During the year, Safilo's online sales, consisting of the direct to consumer (D2C) business and sales made through internet pure players (IPPs), accounted for 15 percent of the Group's business, up approximately 4 percent compared to the previous year.

By geographical area, Europe remained the key growth driver in 2022, with the main markets of the area and the surging business in Turkey and Poland, contributing to the upside in revenues of 12.3 percent at current exchange rates, +12.0 percent at constant exchange rates and +16.1 percent at the organic sales level.

During the year, the North American market benefited from the strengthening of the dollar against the euro, closing up 6.8 percent at current exchange rates. The performance at constant exchange rates, in total down by 4.7 percent, was instead flattish versus 2021 at the organic sales level (-0.3 percent), reflecting a challenging basis of comparison, especially in the second half of the year. Safilo sales in North America reached €497.7 million.

Safilo reported positive sales trends also in the Rest of the World, composed of the business in the IMEA and Latin American countries, as well as in Asia and Pacific, with the two areas respectively up 33.1 percent and 9.8 percent at current exchange rates, +21.1 percent and +3.4 percent at constant exchange rates, and +17.0 percent and +13.1 percent at the organic sales level.

As of Dec. 31 2022, the group's net debt stood at  €113.4 million, slightly better than the position of  €115.4 million reported at the end of Sept. 2022 and slightly above €94.0 million recorded at the end of 2021.

Within Safilo Gorup's medium term targets, the company said strategies will continue to leverage two main enablers: The end-to-end digitalization of its business model, with the aim of transversally enhancing data analytics, optimizing processes, operations and time to market, and a sustainability roadmap in support of the group’s business targets, driven through an agenda of clear and shared objectives.

Safilo said its group net sales are expected to reach approximately €1.3 billion in 2027, with a 5-year CAGR of around 4 percent driven by a sustained growth of home brands, which are expected to exceed 50 percent of group revenues by the end of the plan.  Smith, Carrera, Blenders and Polaroid will represent the main drivers of future growth.
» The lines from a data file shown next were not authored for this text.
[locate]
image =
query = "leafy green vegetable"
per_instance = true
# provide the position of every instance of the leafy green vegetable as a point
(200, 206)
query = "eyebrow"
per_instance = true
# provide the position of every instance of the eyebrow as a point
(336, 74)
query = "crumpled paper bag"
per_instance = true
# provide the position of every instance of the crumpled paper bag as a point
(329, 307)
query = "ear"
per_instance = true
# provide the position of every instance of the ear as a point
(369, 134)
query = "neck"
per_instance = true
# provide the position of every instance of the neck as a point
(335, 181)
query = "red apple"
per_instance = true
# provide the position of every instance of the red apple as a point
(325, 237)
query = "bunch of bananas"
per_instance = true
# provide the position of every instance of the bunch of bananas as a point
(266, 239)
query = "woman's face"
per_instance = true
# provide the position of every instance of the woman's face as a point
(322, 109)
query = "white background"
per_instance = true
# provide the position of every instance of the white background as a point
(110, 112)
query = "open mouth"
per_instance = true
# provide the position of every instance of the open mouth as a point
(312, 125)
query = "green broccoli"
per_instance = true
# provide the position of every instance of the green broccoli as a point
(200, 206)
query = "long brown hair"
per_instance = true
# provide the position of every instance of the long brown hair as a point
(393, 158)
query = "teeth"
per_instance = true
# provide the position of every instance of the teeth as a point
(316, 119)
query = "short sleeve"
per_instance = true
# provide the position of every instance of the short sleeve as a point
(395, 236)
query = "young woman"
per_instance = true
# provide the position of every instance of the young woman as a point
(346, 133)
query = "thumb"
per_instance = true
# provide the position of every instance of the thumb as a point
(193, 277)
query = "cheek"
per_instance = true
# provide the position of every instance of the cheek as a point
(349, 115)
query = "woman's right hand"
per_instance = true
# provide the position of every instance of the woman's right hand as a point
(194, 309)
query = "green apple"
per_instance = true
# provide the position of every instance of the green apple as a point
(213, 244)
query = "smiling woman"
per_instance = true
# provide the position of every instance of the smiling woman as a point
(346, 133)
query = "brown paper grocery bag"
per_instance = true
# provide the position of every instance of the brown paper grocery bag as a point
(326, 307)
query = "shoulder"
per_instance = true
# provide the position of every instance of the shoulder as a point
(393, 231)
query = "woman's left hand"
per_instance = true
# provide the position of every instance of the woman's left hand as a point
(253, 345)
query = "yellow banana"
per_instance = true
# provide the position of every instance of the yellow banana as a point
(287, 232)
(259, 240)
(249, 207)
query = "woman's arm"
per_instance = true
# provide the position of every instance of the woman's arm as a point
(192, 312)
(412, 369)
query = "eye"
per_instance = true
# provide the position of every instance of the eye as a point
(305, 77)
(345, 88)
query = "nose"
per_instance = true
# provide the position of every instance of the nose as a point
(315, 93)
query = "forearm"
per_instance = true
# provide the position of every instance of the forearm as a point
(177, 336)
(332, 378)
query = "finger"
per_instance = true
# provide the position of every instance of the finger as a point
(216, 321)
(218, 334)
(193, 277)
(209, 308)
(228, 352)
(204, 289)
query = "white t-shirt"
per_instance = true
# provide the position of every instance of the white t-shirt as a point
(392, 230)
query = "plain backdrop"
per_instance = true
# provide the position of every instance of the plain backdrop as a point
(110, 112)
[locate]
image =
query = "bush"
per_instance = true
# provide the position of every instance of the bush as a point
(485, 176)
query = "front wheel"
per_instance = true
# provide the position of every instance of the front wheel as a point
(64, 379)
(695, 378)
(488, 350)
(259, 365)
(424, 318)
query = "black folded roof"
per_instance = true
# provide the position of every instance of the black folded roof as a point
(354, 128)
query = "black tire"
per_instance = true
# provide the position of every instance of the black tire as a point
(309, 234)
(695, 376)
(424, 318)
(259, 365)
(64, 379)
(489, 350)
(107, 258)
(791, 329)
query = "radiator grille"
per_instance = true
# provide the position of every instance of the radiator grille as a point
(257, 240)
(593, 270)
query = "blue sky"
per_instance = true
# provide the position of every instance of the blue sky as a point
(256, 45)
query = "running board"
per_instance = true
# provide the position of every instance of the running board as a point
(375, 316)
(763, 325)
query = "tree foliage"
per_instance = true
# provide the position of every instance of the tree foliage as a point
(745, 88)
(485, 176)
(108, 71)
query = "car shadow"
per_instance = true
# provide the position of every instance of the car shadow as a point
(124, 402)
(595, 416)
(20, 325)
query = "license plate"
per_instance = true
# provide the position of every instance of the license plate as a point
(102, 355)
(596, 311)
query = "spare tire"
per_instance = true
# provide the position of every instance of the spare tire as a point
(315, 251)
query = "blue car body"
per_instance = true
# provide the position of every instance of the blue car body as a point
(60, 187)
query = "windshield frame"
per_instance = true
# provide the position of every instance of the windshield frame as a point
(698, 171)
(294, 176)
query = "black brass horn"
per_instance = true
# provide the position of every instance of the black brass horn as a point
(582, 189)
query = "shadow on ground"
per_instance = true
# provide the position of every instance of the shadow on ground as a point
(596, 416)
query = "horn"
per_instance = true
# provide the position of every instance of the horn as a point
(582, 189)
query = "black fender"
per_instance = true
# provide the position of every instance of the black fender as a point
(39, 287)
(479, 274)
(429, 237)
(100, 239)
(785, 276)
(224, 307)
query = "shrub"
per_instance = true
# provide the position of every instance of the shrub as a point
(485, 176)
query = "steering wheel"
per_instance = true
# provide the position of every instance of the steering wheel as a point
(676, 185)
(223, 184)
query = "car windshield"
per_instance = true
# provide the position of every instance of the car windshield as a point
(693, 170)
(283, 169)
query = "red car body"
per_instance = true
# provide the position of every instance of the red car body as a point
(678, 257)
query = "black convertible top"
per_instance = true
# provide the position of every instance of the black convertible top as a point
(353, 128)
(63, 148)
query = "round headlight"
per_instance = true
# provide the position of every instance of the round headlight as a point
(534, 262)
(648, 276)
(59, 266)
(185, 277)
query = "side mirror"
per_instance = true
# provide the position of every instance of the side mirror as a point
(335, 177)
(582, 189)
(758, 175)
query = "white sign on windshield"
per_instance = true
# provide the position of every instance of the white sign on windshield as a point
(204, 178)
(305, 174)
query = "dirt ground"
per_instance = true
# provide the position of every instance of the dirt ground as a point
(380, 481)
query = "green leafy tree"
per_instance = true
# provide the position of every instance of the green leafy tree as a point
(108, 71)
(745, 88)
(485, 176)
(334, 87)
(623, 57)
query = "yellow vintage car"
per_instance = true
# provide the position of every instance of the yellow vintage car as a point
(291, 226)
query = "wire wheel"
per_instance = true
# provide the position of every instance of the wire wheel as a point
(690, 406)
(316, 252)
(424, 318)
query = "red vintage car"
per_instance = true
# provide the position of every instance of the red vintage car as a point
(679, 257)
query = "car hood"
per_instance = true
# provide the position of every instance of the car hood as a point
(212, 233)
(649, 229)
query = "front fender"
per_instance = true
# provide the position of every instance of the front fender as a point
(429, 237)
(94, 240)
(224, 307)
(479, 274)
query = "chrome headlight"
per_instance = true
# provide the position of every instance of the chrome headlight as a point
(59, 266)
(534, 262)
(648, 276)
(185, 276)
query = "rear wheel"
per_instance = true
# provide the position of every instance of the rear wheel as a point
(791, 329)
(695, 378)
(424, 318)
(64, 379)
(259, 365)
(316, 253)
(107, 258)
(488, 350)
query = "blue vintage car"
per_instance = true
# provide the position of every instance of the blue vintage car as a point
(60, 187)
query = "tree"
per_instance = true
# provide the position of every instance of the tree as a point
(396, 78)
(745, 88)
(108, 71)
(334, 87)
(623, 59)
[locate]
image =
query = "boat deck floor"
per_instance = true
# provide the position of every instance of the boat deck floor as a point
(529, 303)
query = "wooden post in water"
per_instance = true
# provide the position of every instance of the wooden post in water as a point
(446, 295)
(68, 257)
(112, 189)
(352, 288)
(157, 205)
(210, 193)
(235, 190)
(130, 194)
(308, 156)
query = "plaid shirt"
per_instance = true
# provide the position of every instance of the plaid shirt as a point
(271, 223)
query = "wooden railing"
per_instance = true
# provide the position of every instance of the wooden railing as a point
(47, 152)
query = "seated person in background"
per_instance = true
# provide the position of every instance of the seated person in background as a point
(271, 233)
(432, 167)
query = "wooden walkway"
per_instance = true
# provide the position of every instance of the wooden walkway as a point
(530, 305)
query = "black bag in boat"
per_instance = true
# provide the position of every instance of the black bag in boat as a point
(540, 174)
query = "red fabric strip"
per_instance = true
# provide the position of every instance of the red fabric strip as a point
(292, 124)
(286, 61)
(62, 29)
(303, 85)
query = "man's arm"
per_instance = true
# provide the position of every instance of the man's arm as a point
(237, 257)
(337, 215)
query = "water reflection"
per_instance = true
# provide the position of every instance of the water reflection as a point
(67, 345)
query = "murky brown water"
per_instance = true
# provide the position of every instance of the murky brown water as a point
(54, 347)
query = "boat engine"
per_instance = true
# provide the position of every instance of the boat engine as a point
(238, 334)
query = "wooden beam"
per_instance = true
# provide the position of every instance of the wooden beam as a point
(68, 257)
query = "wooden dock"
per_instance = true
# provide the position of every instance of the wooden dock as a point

The Group will also maintain a great focus on the dynamic development of the licensed portfolio through a careful balancing and accurate diversification of brands.

With regard to the company's Longarone plant, following management’s analysis of possible alternative solutions for the site, the group is now in the process of evaluating a potential transfer of the facility to potential third parties with a view to preserving the know-how of the site and minimizing the social impact.

"While further updates will be provided as the project progresses, Safilo continues to reiterate the importance of its Italian roots, of the Santa Maria di Sala and Bergamo production sites, of the Padua logistic center, and of the company's creative capabilities, which represent a competitive advantage for the group," the company said.